Critical analysis of necking and fracture limit strains and forming forces in single-point incremental forming

Abstract

Single-Point Incremental Forming (SPIF) is an emerging manufacturing process especially suitable to produce small batches of metal parts. Moreover, the enhanced formability of metal sheets deformed by SPIF makes this technology useful to those industrial applications requiring high deformation levels. In this sense, the precise setting of limit strains in SPIF in relation to the conventional formability limits of the material, as well as the influence of the process parameters on these strains, are essential variables to understand how and how much can be deformed the metal sheets in real production. On the other hand, the forming force in SPIF is an essential variable, especially for the design of dedicated equipment or for the safe use of adapted machinery. This paper revisits failure in SPIF by means of an experimental analysis of the influence of process parameters, such as the tool diameter, the spindle speed and the step down, on the formability in SPIF (spifability) of AISI 304 metal sheets, studied in the light of circle grid analysis.

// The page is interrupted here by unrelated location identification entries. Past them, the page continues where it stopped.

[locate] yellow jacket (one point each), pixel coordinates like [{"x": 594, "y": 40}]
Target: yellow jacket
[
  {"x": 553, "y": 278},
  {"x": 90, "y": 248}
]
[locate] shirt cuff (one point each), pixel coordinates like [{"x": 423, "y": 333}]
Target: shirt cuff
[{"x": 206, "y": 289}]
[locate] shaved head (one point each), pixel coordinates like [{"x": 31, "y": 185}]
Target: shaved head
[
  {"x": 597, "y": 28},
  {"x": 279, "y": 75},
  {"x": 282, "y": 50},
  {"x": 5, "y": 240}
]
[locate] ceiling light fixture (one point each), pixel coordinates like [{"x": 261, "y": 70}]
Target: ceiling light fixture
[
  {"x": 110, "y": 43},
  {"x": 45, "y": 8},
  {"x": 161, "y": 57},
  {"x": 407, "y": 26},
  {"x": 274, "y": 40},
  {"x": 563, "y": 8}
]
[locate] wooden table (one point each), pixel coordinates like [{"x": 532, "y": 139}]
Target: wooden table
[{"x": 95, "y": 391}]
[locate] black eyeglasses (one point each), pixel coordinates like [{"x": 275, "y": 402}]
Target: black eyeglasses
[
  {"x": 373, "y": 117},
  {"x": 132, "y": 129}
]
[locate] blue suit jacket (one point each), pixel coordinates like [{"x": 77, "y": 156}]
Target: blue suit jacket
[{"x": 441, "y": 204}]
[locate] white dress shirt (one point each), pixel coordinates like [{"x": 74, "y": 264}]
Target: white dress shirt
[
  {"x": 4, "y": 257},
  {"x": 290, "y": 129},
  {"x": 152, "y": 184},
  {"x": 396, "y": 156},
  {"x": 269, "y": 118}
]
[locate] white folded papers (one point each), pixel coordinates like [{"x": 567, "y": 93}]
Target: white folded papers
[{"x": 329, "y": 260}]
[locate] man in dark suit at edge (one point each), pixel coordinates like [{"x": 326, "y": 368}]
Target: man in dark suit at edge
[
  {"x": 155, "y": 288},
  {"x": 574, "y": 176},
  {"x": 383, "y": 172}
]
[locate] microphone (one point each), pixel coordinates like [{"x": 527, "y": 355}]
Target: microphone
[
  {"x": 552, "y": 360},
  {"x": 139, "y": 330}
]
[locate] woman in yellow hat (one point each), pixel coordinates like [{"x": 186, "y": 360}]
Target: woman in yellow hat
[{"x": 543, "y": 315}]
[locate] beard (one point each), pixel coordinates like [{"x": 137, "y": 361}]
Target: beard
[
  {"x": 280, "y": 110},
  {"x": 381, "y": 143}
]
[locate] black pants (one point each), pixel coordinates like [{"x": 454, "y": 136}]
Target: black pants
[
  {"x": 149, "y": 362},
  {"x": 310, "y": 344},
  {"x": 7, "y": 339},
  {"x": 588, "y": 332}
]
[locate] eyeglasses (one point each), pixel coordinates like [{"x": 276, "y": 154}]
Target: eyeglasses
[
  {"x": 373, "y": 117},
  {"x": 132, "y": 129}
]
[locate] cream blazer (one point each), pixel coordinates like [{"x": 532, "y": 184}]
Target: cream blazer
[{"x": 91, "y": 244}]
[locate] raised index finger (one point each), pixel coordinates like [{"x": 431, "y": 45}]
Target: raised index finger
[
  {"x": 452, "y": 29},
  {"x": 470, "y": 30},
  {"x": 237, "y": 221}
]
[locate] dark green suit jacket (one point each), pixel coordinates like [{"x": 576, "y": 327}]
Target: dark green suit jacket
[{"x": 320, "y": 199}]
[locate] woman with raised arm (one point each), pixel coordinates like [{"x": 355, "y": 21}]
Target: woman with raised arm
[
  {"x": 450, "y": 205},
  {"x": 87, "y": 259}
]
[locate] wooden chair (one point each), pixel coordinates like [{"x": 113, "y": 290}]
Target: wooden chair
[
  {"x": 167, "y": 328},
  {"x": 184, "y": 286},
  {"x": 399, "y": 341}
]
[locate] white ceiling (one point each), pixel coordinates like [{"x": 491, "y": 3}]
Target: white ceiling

The work also involves the independent determination of conventional formability limits by necking and fracture under laboratory conditions by using stretching tests (Nakazima tests), in conjunction with stretch-bending tests performed in order to quantify the influence of the bending induced by the tool radius. Failure strains are experimentally obtained and compared in stretch-bending and SPIF tests, being the failure mode discussed in each case. Finally, the axial forming force evolution was recorded with the aim of analyzing the range of process parameters that would guarantee the safely utilization of the non-dedicated process equipment.